Integrative transcriptomic profiling links telomere dysfunction to cGAS-STING activation in heart failure signatures in mice and humans.

Abstract

AIMS: Cardiomyocyte telomere shortening is evident during heart failure pathogenesis. Conversely, mice with engineered telomerase deficiency develop myocardial dysfunction accompanied by p53 activation and mitochondrial repression. We aimed to address fundamental gaps in knowledge: whether cardiac dysfunction in mice lacking telomerase components arises from myocardial-intrinsic effects or systemic consequences of telomere shortening, which broader transcriptional programs follow, and what implications these have for clinical heart failure. METHODS AND RESULTS: We generated telomerase-deficient mice until generation 5 (mTRG5) and confirmed shortening telomeres along with increasing cardiac dysfunction by cardiovascular phenotyping and cardiomyocyte mitochondrial function assessment. Transcriptional and regulator analysis confirmed the telomere -p53 -mitochondria axis but extended beyond it, revealing additional involvement of neurohumoral activation, senescence, and inflammation, notably type I interferon signaling. To contextualize these findings, we compared this profile with hypertensive heart failure induced by neurohumoral dysregulation (angiotensin II infusion, nephrectomy, salt overload; ANS) and established a transcriptional hierarchy.
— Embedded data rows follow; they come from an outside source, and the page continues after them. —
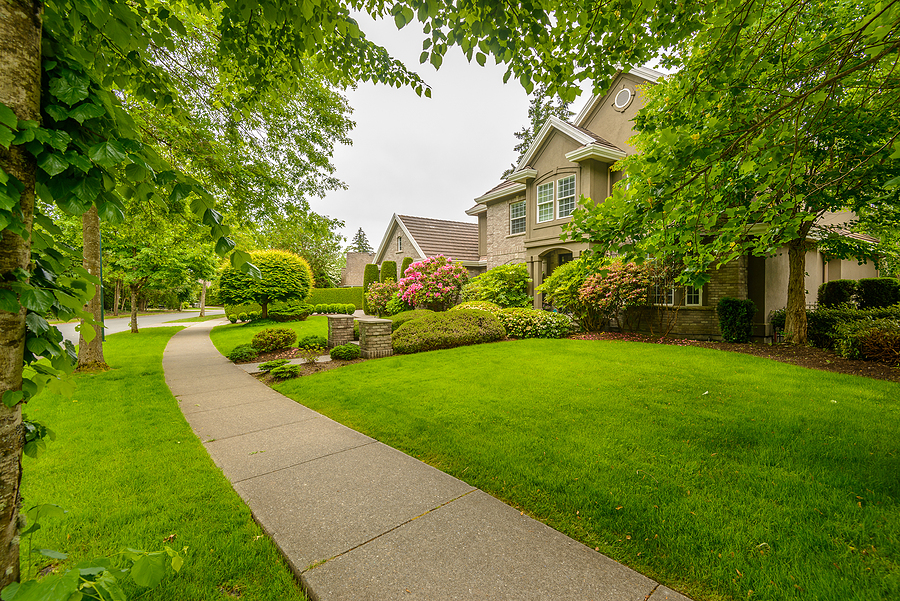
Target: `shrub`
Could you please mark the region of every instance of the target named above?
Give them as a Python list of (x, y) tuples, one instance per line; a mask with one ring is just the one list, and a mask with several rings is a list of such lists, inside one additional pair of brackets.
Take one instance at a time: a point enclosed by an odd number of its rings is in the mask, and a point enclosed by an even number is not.
[(753, 316), (756, 315), (756, 304), (752, 300), (726, 296), (719, 300), (716, 310), (725, 342), (750, 342)]
[(489, 301), (500, 307), (528, 307), (528, 268), (524, 263), (498, 265), (477, 275), (466, 284), (460, 295), (463, 301)]
[(562, 338), (575, 330), (564, 313), (511, 307), (500, 311), (500, 323), (512, 338)]
[(331, 355), (332, 359), (343, 359), (344, 361), (353, 361), (354, 359), (359, 359), (359, 345), (358, 344), (342, 344), (341, 346), (336, 346), (331, 349), (329, 355)]
[(397, 281), (399, 278), (397, 277), (397, 262), (396, 261), (384, 261), (381, 264), (381, 282), (387, 282), (388, 280)]
[(503, 310), (503, 307), (490, 301), (466, 301), (452, 307), (450, 310), (459, 311), (462, 309), (478, 309), (479, 311), (487, 311), (492, 315), (500, 317), (500, 311)]
[(372, 309), (369, 307), (366, 302), (366, 293), (369, 291), (369, 286), (378, 281), (378, 265), (374, 263), (369, 263), (366, 265), (366, 270), (363, 272), (363, 309), (365, 310), (367, 315), (372, 315)]
[(269, 303), (309, 295), (312, 270), (303, 257), (285, 250), (262, 250), (251, 252), (250, 261), (259, 268), (261, 278), (230, 265), (219, 276), (219, 297), (225, 303), (259, 303), (262, 316), (268, 317)]
[(817, 301), (819, 306), (831, 308), (849, 305), (856, 296), (856, 280), (831, 280), (819, 286)]
[(250, 344), (261, 353), (286, 349), (297, 340), (297, 332), (290, 328), (266, 328), (253, 336)]
[(897, 278), (864, 278), (857, 284), (860, 309), (879, 309), (900, 303), (900, 280)]
[(259, 369), (261, 371), (272, 371), (276, 367), (281, 367), (282, 365), (287, 365), (288, 363), (290, 363), (288, 359), (273, 359), (272, 361), (260, 363)]
[(234, 347), (230, 353), (228, 353), (228, 360), (233, 361), (235, 363), (246, 363), (248, 361), (253, 361), (259, 356), (259, 351), (250, 344), (241, 344)]
[(400, 298), (416, 308), (444, 311), (456, 304), (459, 291), (469, 279), (461, 263), (444, 255), (413, 263), (400, 280)]
[(373, 282), (366, 292), (366, 303), (369, 309), (379, 317), (387, 315), (387, 304), (398, 297), (400, 286), (397, 282)]
[[(396, 332), (397, 328), (399, 328), (406, 322), (424, 317), (426, 315), (431, 315), (432, 313), (434, 313), (434, 311), (431, 311), (430, 309), (414, 309), (412, 311), (404, 311), (402, 313), (397, 313), (396, 315), (391, 315), (390, 317), (388, 317), (388, 319), (391, 320), (391, 331)], [(359, 324), (357, 324), (356, 327), (358, 328)], [(356, 329), (354, 333), (356, 334), (356, 340), (359, 340), (359, 330)]]
[(409, 321), (391, 335), (394, 351), (419, 353), (501, 340), (500, 321), (486, 311), (432, 313)]
[(299, 376), (302, 369), (302, 365), (288, 363), (286, 365), (282, 365), (281, 367), (276, 367), (269, 373), (272, 374), (272, 377), (276, 380), (287, 380)]

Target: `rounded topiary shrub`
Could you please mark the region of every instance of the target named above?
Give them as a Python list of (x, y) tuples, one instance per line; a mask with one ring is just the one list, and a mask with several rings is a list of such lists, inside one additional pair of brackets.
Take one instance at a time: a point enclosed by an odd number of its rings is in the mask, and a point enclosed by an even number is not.
[(397, 353), (420, 353), (502, 340), (500, 321), (487, 311), (463, 309), (424, 315), (391, 334)]
[(358, 344), (342, 344), (341, 346), (336, 346), (331, 349), (329, 355), (331, 355), (332, 359), (343, 359), (344, 361), (353, 361), (354, 359), (359, 359), (359, 345)]
[(253, 336), (250, 344), (261, 353), (280, 351), (297, 341), (297, 332), (290, 328), (266, 328)]

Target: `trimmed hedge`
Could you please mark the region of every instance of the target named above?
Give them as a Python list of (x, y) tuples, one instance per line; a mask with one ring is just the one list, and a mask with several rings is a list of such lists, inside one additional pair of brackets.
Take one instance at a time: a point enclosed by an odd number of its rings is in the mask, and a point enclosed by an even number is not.
[[(391, 332), (396, 332), (397, 328), (402, 326), (408, 321), (412, 321), (413, 319), (418, 319), (420, 317), (424, 317), (426, 315), (431, 315), (434, 313), (431, 309), (416, 309), (413, 311), (404, 311), (402, 313), (397, 313), (396, 315), (391, 315), (387, 319), (391, 320)], [(358, 327), (358, 326), (357, 326)], [(359, 337), (356, 338), (359, 340)]]
[(716, 312), (719, 314), (719, 329), (725, 342), (750, 342), (756, 303), (749, 298), (726, 296), (719, 300)]
[(306, 299), (311, 305), (333, 305), (335, 303), (353, 305), (362, 309), (362, 286), (350, 288), (313, 288)]
[(500, 320), (486, 311), (463, 309), (432, 313), (409, 321), (391, 335), (397, 353), (420, 353), (502, 340)]

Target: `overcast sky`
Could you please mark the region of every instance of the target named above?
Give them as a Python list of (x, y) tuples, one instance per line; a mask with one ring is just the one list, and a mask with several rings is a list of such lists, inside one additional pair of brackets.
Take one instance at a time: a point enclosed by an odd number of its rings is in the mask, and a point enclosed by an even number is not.
[[(392, 19), (357, 19), (431, 85), (432, 97), (372, 84), (349, 91), (353, 145), (334, 155), (336, 175), (349, 187), (311, 200), (313, 210), (343, 220), (348, 241), (363, 228), (375, 250), (394, 213), (474, 223), (466, 209), (516, 158), (513, 133), (527, 123), (528, 95), (518, 83), (503, 84), (505, 69), (490, 58), (484, 67), (470, 64), (459, 48), (438, 71), (420, 65), (424, 36), (415, 22), (397, 31)], [(587, 100), (582, 94), (571, 108), (577, 113)]]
In mTRG5 mice, regulators of telomere dysfunction and p53 activation ranked highest by significance and centrality, supporting telomere shortening as the primary upstream driver. Reciprocally, ANS mice showed higher-ranking neurohumoral regulators, indicating these govern secondary pathways. To pursue the strong type I interferon profile, we utilized myocardial profiles of mice lacking three-prime exonuclease 1, an established activator of the cGAS -STING pathway. Matching the profiles, we confirmed pronounced activation of cGAS -STING in mTRG5 mice -and slightly less in ANS mice -providing first evidence for cGAS -STING activation in telomere shortening and heart failure. Integration of the mTRG5 signature with curated transcriptomic datasets from murine and human dilated and ischemic cardiomyopathy revealed robust cross-species and cross-etiology overlap that increased with heart failure severity and decreased with functional recovery. CONCLUSION: These findings establish telomere dysfunction as a pathogenic driver that engages innate immune signaling via the cGAS -STING pathway, with direct relevance to human heart failure.